Not so much a theory of the universe as a simple picture of the planet we call home, the flat-earth model proposed that Earth’s surface was level. Although everyday experience makes this seem a reasonable assumption, direct observation of nature shows the real world isn’t that simple. For instance, when a sailing ship heads into port, the first part that becomes visible is the crow’s-nest, followed by the sails, and then the bow of the ship. If the Earth were flat, the entire ship would come into view at once as soon as it came close enough to shore.
The Greek philosopher Aristotle provided two more reasons why the Earth was round. First, he noted that Earth’s shadow always took a circular bite out of the moon during a lunar eclipse, which would only be possible with a spherical Earth. (If the Earth were a disk, its shadow would appear as an elongated ellipse at least during part of the eclipse.) Second, Aristotle knew that people who journeyed north saw the North Star ascend higher in the sky, while those heading south saw the North Star sink. On a flat Earth, the positions of the stars wouldn’t vary with a person’s location.

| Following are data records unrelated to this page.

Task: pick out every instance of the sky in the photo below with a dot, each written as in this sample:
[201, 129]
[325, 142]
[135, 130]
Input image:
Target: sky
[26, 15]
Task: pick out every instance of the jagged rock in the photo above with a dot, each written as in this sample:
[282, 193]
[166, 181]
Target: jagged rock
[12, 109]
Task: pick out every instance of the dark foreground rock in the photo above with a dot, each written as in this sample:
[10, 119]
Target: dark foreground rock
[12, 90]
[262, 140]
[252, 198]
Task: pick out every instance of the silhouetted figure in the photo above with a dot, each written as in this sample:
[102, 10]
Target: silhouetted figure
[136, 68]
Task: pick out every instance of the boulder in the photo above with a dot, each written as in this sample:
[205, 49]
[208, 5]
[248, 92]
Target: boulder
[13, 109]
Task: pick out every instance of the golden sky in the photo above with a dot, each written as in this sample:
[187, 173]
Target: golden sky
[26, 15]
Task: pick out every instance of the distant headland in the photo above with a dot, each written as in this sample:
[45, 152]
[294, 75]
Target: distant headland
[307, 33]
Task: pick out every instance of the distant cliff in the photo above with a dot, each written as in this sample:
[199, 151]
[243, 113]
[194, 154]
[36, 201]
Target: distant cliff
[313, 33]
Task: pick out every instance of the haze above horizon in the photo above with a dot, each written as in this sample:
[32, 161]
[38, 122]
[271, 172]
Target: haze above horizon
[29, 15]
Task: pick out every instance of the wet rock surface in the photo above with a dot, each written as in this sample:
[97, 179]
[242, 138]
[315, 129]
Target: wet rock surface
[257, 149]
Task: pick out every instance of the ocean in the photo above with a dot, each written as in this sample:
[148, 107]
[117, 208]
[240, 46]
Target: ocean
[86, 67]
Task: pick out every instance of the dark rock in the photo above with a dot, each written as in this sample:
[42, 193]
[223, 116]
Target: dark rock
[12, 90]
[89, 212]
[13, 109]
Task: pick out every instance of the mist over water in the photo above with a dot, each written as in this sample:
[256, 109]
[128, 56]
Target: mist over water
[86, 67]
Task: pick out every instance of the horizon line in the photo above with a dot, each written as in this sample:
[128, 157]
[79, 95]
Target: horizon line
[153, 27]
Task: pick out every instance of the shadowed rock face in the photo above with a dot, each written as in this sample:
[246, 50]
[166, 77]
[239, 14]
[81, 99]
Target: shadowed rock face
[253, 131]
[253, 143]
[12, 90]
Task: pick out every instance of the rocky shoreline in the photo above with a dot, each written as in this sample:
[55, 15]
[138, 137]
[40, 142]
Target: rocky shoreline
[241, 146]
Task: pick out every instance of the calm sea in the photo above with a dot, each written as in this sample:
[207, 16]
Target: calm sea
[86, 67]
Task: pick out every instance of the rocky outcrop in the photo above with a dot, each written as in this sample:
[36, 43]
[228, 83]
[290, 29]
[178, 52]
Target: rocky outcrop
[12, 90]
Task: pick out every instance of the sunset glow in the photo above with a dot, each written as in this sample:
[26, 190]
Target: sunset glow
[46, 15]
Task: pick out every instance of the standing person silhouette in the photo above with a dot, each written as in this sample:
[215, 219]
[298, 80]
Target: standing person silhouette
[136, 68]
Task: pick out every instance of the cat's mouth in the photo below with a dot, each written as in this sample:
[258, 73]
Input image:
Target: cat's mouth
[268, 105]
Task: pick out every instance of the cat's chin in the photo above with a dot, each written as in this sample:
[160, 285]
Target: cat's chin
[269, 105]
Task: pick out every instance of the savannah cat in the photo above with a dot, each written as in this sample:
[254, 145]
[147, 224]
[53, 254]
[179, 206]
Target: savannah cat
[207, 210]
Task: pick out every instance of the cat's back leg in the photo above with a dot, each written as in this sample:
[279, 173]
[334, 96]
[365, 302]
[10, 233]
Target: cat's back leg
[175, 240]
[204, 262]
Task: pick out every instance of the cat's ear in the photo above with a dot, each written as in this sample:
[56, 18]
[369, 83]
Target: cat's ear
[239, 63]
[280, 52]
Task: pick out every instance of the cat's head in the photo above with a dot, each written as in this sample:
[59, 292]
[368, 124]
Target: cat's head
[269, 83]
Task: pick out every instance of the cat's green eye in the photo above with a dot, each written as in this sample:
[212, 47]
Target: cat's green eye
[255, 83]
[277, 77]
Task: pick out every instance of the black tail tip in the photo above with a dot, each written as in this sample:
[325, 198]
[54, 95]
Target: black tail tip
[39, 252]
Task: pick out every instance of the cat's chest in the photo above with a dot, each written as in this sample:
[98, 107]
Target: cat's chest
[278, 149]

Despite these arguments, which won over most of the world’s educated citizens, belief in a flat Earth persisted among many others. Not until explorers first circumnavigated the globe in the 16th century did those beliefs begin to die out. Yet a diehard core of flat-earth believers persisted even past the days of the Apollo Moon missions and those glorious images of a spherical Earth suspended against the blackness of space.